4話 黒


 複雑な思いでもある。

 だが、笑みが漏れてしまう。


 少し肌寒くなった夜の道。

 足早に帰路を急ぐスガヤの後ろを、黒い翼の有翼人が付いてきている。


 自分よりも大きな歩幅であるはずなのに、近づくこともなく、一定の距離を保っていた。


 何を意図しているのか計り知れないが、スガヤの家に到着し、玄関ドアを開け放すと、有翼人はすんなり部屋へ入ってきた。


 スガヤは後ろ手でドアを閉める。そしてそっと鍵をかけた。



 有翼人は大きい。

 狭いスガヤの部屋に立っているだけで、高圧的な圧迫感がある。部屋がますます狭く感じられた。


「とりあえず、マントを取ったらどうだ?」


 男の背中に投げた言葉。

 有翼人は素直に茶色の薄汚いマントをその場に脱ぎ捨てた。スガヤはそっとしゃがんで床に落ちたそれを拾う。


 眼前に広がる漆黒の翼は艶やかで、スガヤの血はざわめいた。心臓が痛むほどの拍動を打つ。


(これは、欲しいな)


 この自分の後ろで閉めた鍵が、二度と開かなければいいのにとの思いが頭を過って、苦笑が漏れた。

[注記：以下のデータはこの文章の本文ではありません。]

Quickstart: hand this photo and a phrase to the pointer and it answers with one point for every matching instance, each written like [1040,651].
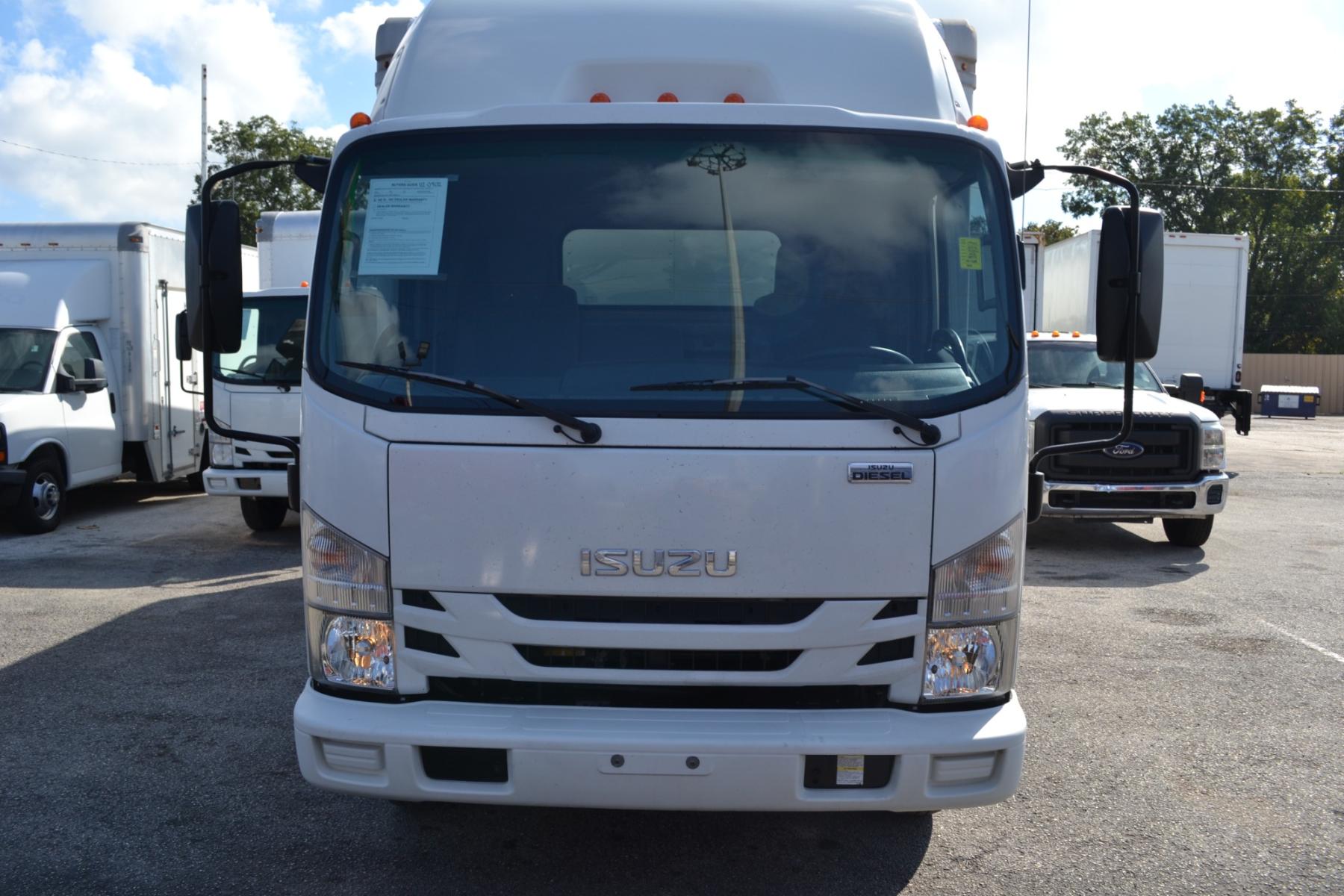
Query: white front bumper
[1142,500]
[248,484]
[746,759]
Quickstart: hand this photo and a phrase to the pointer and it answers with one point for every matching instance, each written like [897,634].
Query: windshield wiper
[589,432]
[929,433]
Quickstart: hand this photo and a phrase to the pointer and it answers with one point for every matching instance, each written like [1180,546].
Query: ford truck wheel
[42,500]
[264,514]
[1189,531]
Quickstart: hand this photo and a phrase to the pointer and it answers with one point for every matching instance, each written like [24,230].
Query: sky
[120,82]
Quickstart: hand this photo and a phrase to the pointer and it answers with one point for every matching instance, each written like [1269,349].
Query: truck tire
[42,501]
[1189,531]
[264,514]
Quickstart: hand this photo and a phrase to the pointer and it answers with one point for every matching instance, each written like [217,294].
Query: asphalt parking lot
[1186,711]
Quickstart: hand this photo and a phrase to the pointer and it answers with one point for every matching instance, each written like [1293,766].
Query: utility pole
[205,128]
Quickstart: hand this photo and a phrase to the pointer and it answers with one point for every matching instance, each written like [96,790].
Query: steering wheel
[871,352]
[951,339]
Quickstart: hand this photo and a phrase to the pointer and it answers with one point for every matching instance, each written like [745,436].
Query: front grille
[553,694]
[1122,500]
[1169,448]
[706,612]
[652,660]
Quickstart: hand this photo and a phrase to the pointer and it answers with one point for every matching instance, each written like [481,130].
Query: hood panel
[515,520]
[262,410]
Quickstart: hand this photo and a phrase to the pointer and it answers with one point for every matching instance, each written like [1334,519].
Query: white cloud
[352,33]
[1140,55]
[105,105]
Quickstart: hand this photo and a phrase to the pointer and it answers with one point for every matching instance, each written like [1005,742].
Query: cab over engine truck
[665,411]
[258,386]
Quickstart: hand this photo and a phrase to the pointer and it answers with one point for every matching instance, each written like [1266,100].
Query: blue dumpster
[1289,401]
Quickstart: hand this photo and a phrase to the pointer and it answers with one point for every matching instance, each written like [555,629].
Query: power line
[1258,190]
[107,161]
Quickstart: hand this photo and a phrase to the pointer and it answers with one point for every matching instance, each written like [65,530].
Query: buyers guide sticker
[848,770]
[403,226]
[971,253]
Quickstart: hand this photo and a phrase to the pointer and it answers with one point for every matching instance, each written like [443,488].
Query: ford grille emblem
[1124,452]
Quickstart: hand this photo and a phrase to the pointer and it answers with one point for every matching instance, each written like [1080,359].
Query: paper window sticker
[403,226]
[971,253]
[850,770]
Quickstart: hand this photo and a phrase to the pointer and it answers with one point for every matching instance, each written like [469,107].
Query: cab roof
[882,57]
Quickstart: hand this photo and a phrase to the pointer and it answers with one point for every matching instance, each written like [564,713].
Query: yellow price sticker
[971,253]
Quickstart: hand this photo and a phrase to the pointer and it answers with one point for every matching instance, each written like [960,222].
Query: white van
[89,388]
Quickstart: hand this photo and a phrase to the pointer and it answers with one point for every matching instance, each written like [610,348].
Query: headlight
[1213,453]
[351,640]
[352,650]
[221,450]
[972,640]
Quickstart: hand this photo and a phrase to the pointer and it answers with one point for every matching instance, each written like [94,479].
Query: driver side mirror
[181,344]
[218,267]
[1113,262]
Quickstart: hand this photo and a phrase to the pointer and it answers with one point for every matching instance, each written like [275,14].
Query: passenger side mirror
[220,267]
[94,378]
[1113,264]
[181,343]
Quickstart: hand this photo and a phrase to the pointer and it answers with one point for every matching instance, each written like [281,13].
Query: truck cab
[1171,467]
[257,388]
[665,413]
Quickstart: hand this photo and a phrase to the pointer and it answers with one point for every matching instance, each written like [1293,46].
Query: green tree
[1218,168]
[1053,231]
[273,190]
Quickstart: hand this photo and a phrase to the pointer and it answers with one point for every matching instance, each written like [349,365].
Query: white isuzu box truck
[89,388]
[257,388]
[665,414]
[1203,317]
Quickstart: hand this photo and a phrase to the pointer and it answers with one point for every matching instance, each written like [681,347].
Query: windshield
[1075,364]
[569,267]
[272,349]
[25,358]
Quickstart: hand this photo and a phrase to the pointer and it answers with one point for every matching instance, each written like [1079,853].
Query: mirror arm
[206,225]
[1036,480]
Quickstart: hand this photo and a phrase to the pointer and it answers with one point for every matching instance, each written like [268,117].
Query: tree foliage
[1276,175]
[1053,231]
[273,190]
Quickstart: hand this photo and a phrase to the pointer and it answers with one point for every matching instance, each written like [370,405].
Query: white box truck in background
[257,388]
[89,388]
[665,411]
[1203,312]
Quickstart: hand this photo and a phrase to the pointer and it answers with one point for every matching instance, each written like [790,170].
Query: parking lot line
[1305,642]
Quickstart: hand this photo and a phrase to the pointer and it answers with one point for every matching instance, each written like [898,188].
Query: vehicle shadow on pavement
[1105,555]
[156,754]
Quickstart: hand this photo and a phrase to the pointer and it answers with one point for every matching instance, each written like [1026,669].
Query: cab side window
[78,347]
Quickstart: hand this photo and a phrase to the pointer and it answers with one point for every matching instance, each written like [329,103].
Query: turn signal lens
[339,573]
[983,583]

 そんなことを望むだけ無駄だということもわかっている。


「まあ座れ。食事を用意してやる」


 スガヤは竈にかけていた釜の蓋を開けた。柔らかく匂い立つ。


 木製のレードルでそれをすくい、固いパンと共に有翼人の前に置いた。


 そして自分は少し離れた壁にもたれ掛かると腕を組む。どう食べるのかという興味で胸が踊る。


 有翼人は出された食事をしばし眺めていた。どう食べていいのかわからないのかもしれない。

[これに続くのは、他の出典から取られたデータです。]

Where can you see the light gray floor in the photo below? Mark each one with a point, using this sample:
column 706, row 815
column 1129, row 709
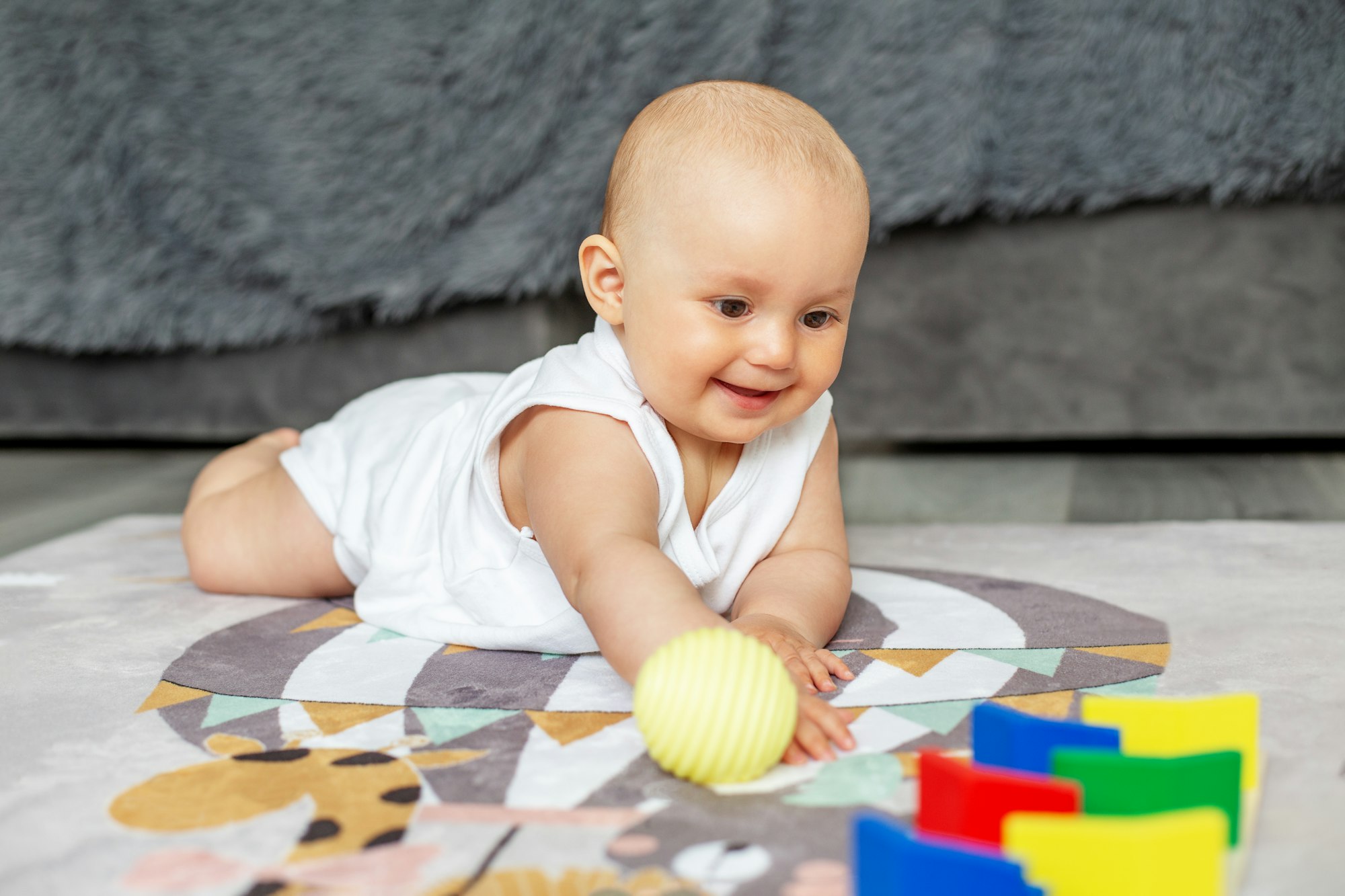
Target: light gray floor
column 52, row 491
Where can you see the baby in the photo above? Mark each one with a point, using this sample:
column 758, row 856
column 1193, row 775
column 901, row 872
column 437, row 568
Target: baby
column 673, row 470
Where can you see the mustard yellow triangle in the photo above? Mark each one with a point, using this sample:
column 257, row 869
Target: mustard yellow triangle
column 338, row 618
column 1054, row 704
column 910, row 763
column 337, row 717
column 571, row 727
column 917, row 662
column 233, row 744
column 445, row 758
column 169, row 694
column 1156, row 654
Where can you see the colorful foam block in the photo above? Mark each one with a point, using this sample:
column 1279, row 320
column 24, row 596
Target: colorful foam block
column 960, row 799
column 1182, row 725
column 1178, row 853
column 1118, row 784
column 1003, row 736
column 887, row 860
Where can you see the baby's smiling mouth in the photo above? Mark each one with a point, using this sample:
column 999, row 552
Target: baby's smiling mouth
column 750, row 393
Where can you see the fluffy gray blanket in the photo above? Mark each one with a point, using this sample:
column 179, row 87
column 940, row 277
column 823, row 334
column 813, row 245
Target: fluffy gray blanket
column 209, row 174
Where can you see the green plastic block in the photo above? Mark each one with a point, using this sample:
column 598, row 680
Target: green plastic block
column 1120, row 784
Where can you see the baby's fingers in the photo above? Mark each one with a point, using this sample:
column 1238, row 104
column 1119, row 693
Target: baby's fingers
column 835, row 663
column 818, row 674
column 812, row 739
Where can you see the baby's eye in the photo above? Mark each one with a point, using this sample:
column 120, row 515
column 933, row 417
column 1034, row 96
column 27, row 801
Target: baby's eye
column 731, row 307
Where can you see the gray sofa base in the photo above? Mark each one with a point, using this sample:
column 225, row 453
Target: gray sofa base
column 1151, row 322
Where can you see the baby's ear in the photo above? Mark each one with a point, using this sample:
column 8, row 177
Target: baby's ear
column 601, row 272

「シチューは傍のスプーンを使ってすくって食べるんだ。パンはちぎって食べればいい」


 スガヤが子供に諭すように説明すると、有翼人は子供のようにスプーンを握って持ち、シチューをすくった。そのままゆっくりと口にする。


「お、うまいな」


 一口口にして、有翼人は黒い瞳を輝かせた。そしてこぼれることも厭わず夢中で食べ始めた。


 スガヤは喜びと満足感で綻ぶ顔を抑えきれなかった。


 やがてシチューがなくなると、有翼人は物足りなそうに眉をしかめる。「おかわりがいるか?」と訊ねると、パッと顔を上げた。


 高圧的で不遜な男だと思っていた。

 だが存外に可愛らしく、スガヤの心臓はうるさいほど高鳴った。自然と笑みが溢れる。


 シチューのおかわりを注ぎながらも、それを有翼人の前に差し出す時でさえも、スガヤはえもいわれぬ幸福感に包まれた。


(これはずっと見ていられるな)


 結局有翼人はシチューを3杯おかわりした。


     ・・・


 食事を終えると、スガヤは暖かい紅茶を注ぎながら、有翼人に名を問った。


「名か。そういえば久しく聞かぬな」


 有翼人は眉根を寄せて考えてはいるが思い出せない様子だった。


 彼らは人間よりも遥かに長い月日を生きている。故に様々なことに頓着がないのかもしれない。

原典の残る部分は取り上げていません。